Visualizing stuff beyond 3 dimensions has always been a real challenge. Eg, 3d scatterplots are possible, but never found a 4d one that was interpretable. Small multiples are usually the only option, but sometimes it loses info.
I prefer to use Carrollian diagrams moreover than Venice diagrams and sets up a framework for reasoning with this visual aide. 2-3 variables i find easy but then 4 is about the limit for practicality still, imho
Karnaugh diagrams can work upto 6 sets, though you have to know how to read and use them. One advantage of Karnaugh diagrams is that they show the symmetries throughout
Upset plots (as in R’s UpSetR package) are sometimes helpful for displaying the intersections among a large number of dimensions.
https://github.com/hms-dbmi/UpSetR
I seem to remember a problem in Concrete Mathematics that goes: construct a Venn diagram for an arbitrary number of sets using identical convex shapes.
It’s true that Venn diagrams are not widely applicable. But thinking about this for a few days, suggests to me that Venn diagrams play a role similar to truth tables in propositional logic. We can quickly establish the truth of certain tautologies, mostly binary or ternary, with truth tables, and from there move to logical equivalences. And so on. But in a foundation sense, we use the truth tables to assert certain foundational elements and build from there.

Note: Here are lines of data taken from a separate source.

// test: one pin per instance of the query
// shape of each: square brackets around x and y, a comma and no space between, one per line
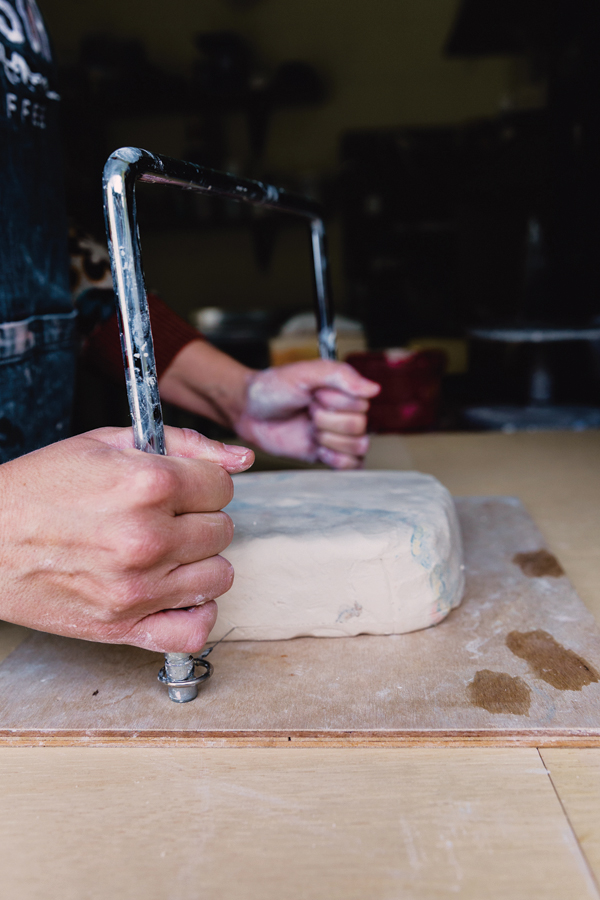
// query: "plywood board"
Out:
[308,824]
[518,662]
[575,775]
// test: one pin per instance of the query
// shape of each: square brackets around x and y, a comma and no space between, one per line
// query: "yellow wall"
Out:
[384,65]
[382,59]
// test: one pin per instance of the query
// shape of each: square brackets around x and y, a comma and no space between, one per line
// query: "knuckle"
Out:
[223,487]
[141,549]
[153,484]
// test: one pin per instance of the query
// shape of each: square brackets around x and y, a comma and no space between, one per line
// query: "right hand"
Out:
[103,542]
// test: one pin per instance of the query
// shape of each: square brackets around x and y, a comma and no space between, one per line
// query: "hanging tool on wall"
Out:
[123,169]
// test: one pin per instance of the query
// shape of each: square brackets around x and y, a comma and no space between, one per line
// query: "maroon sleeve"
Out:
[170,332]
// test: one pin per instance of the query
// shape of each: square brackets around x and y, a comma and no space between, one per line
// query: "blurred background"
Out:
[453,143]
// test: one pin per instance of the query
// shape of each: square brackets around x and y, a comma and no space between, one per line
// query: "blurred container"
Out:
[411,384]
[297,339]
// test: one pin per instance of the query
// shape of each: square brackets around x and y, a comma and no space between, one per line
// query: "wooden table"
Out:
[338,823]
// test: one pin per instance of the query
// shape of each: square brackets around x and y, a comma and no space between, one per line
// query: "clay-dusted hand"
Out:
[314,410]
[103,542]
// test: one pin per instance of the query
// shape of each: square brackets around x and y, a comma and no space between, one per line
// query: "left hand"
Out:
[314,410]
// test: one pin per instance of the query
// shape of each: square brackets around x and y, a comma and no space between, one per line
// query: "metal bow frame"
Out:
[123,169]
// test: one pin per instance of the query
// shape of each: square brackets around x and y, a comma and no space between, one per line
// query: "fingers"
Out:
[355,446]
[324,373]
[339,422]
[335,400]
[338,460]
[196,536]
[185,443]
[175,631]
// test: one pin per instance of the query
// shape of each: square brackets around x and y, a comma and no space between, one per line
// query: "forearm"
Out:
[207,382]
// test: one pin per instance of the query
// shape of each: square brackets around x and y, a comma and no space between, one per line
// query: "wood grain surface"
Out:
[518,662]
[308,825]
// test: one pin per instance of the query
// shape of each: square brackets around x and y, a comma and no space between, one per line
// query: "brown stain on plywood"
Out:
[500,693]
[539,564]
[550,661]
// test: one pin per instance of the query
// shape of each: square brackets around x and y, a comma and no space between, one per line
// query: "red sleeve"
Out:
[170,333]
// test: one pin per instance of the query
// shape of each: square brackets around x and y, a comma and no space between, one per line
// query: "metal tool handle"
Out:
[123,168]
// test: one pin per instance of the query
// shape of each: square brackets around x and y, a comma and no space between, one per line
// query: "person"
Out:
[98,540]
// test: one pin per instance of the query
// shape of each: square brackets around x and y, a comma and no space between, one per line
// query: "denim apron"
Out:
[38,332]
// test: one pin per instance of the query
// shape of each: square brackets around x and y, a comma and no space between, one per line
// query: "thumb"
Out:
[185,443]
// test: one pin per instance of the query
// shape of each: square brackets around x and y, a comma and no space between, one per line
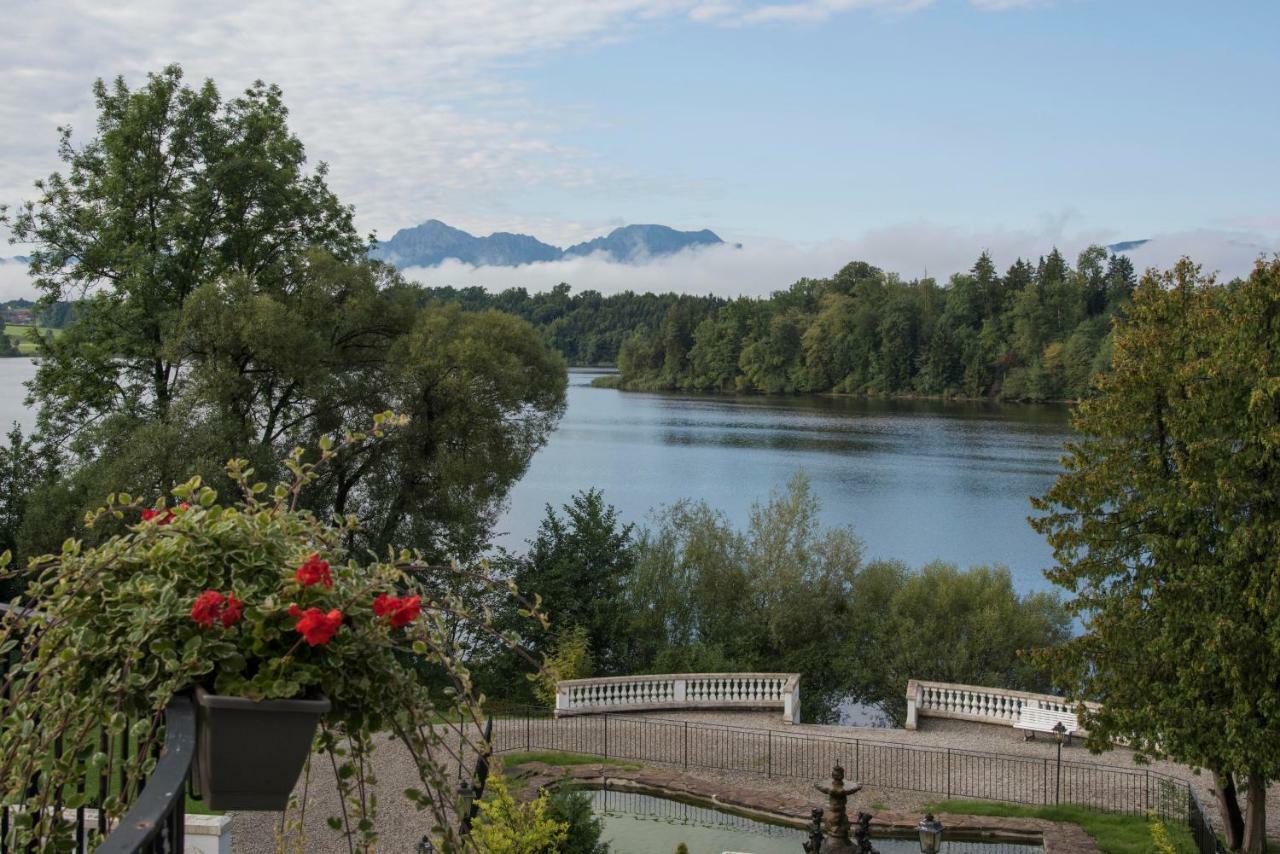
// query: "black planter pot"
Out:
[248,754]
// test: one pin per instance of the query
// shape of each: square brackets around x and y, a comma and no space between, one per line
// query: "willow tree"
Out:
[228,310]
[1166,529]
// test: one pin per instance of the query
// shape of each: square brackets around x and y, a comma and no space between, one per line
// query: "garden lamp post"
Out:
[1060,734]
[466,797]
[931,834]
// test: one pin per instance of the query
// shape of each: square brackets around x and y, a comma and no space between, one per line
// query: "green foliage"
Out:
[1114,834]
[1033,334]
[577,563]
[554,758]
[586,328]
[1165,526]
[241,318]
[786,594]
[570,658]
[574,809]
[951,625]
[506,826]
[129,608]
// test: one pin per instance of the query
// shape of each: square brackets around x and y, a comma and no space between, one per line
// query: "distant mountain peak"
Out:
[434,241]
[1127,246]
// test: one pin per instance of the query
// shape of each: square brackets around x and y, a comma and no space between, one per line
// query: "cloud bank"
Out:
[763,265]
[912,250]
[417,109]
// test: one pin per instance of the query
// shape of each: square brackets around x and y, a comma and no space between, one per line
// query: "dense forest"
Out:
[586,328]
[1038,332]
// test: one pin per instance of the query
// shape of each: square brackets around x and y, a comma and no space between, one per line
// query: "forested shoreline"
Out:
[1040,332]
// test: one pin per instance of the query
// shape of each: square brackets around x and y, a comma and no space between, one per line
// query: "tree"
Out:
[981,642]
[579,563]
[238,316]
[177,190]
[506,826]
[1165,526]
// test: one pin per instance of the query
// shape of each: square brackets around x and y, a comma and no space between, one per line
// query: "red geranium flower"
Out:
[208,608]
[213,607]
[232,611]
[316,626]
[314,571]
[402,611]
[161,516]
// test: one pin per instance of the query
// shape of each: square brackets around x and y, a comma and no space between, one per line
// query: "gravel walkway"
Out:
[759,750]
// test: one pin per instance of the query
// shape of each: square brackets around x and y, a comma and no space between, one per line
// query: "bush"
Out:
[574,808]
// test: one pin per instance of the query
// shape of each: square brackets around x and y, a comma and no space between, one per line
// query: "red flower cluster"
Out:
[314,571]
[400,611]
[161,516]
[213,607]
[316,626]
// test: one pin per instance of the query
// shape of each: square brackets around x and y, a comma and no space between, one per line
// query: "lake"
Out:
[918,480]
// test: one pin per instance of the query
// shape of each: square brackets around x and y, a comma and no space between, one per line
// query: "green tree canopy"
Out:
[1166,530]
[228,310]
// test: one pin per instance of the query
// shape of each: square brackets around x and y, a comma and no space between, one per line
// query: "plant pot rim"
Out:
[318,704]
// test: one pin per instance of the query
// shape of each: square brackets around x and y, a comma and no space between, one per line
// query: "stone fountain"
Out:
[831,831]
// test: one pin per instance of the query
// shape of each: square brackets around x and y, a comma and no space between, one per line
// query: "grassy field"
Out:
[1112,832]
[21,336]
[553,758]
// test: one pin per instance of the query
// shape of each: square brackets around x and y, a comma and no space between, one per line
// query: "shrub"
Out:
[254,598]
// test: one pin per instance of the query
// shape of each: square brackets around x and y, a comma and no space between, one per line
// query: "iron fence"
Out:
[156,816]
[951,773]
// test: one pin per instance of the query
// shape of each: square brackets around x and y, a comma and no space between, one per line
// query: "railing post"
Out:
[949,773]
[913,690]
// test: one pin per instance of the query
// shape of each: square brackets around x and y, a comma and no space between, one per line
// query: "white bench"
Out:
[1034,718]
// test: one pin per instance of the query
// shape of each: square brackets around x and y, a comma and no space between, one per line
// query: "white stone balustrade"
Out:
[680,692]
[976,703]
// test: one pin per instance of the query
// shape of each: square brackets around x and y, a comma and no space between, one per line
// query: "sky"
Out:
[913,133]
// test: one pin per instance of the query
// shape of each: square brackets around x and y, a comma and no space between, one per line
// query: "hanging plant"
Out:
[254,604]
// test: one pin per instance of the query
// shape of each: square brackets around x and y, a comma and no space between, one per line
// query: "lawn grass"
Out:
[21,336]
[554,758]
[1114,834]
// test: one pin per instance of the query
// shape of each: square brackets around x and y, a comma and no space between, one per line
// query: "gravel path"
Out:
[903,770]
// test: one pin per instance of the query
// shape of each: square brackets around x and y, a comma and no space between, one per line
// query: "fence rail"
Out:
[680,692]
[951,773]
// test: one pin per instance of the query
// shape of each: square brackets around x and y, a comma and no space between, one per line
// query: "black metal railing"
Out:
[156,816]
[949,772]
[156,820]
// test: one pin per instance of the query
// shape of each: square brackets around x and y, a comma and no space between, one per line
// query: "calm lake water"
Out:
[918,480]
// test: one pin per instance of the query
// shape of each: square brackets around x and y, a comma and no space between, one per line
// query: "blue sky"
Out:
[909,132]
[1136,117]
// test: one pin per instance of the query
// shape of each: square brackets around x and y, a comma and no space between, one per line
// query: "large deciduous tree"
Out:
[229,310]
[1166,529]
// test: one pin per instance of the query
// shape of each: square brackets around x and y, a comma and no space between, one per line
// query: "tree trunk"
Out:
[1256,816]
[1229,807]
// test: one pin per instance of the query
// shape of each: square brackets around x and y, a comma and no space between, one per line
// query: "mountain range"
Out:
[433,242]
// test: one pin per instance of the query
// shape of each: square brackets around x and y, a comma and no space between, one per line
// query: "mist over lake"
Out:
[918,480]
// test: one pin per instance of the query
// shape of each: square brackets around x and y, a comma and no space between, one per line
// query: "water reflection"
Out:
[918,479]
[636,823]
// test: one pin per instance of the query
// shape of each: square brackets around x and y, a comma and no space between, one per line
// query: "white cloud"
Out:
[415,106]
[912,250]
[14,282]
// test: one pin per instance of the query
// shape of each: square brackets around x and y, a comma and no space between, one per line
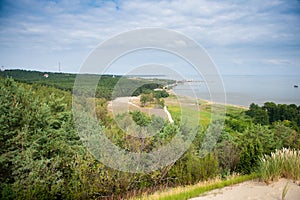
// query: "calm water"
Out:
[243,90]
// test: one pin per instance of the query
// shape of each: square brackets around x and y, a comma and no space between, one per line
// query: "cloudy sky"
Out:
[241,36]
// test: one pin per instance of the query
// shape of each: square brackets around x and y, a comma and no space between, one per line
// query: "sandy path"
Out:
[251,190]
[125,104]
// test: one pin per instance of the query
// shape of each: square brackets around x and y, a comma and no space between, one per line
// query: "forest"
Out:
[42,156]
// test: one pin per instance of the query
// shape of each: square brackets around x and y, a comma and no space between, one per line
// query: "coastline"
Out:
[209,102]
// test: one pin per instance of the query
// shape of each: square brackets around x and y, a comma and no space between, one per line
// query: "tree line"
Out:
[42,156]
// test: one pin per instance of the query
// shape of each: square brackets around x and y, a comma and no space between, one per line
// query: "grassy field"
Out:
[177,110]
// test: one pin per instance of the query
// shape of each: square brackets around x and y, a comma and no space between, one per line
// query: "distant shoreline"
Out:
[171,91]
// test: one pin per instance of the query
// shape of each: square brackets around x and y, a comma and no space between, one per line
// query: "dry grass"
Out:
[284,163]
[186,192]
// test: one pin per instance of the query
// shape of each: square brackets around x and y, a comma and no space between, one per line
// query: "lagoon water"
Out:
[244,89]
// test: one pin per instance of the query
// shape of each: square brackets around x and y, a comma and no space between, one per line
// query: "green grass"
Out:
[198,189]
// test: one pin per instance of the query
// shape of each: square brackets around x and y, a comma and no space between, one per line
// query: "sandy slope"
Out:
[254,190]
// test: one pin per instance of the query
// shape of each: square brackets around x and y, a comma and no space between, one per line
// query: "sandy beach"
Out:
[254,190]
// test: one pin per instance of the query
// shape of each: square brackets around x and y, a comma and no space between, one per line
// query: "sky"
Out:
[248,37]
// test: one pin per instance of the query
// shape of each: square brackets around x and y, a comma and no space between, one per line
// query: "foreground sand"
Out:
[254,190]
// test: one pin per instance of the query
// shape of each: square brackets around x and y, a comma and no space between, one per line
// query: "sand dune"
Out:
[254,190]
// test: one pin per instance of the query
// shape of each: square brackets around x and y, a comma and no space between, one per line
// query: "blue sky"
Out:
[241,36]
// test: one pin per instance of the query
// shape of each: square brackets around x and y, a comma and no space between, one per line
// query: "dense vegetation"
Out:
[42,156]
[108,87]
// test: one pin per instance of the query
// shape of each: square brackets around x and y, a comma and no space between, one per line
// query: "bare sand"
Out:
[251,190]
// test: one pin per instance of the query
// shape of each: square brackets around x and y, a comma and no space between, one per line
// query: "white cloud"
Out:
[78,26]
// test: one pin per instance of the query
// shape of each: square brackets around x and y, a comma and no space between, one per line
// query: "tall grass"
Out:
[284,163]
[187,192]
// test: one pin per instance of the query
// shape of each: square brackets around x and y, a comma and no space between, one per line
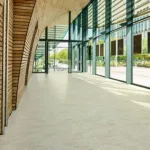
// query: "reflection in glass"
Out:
[89,57]
[141,53]
[100,56]
[39,58]
[118,55]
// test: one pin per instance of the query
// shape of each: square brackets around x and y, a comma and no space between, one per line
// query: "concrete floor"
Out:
[79,112]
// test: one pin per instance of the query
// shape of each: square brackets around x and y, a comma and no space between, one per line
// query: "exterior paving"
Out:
[79,112]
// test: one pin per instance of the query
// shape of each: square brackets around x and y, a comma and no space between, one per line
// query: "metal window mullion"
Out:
[129,41]
[107,39]
[94,35]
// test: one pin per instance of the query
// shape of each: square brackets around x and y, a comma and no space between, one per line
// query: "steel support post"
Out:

Something identical happens with Venn diagrams. A set of basic identifies can be asserted and subsequently generalized to more widely applicable identifies.
Some find it remarkable that all of logic can be seen as resting on purely arbitrary definitions of two or three primitive truth tables (usually and, or and not). Ditto, the core primitives of sets agree with intuition using Venn diagrams. No intuition for gigantic truth tables or multidimensional Venn diagrams.
Who needs Venn diagrams for n>3?
But else in the case of n=2, it bothers me that they are symmetrical: Venn diagram for A and B is not the same of that for notA and notB.
This is why I consider a 2×2 table the perfect tool to analyse such situations.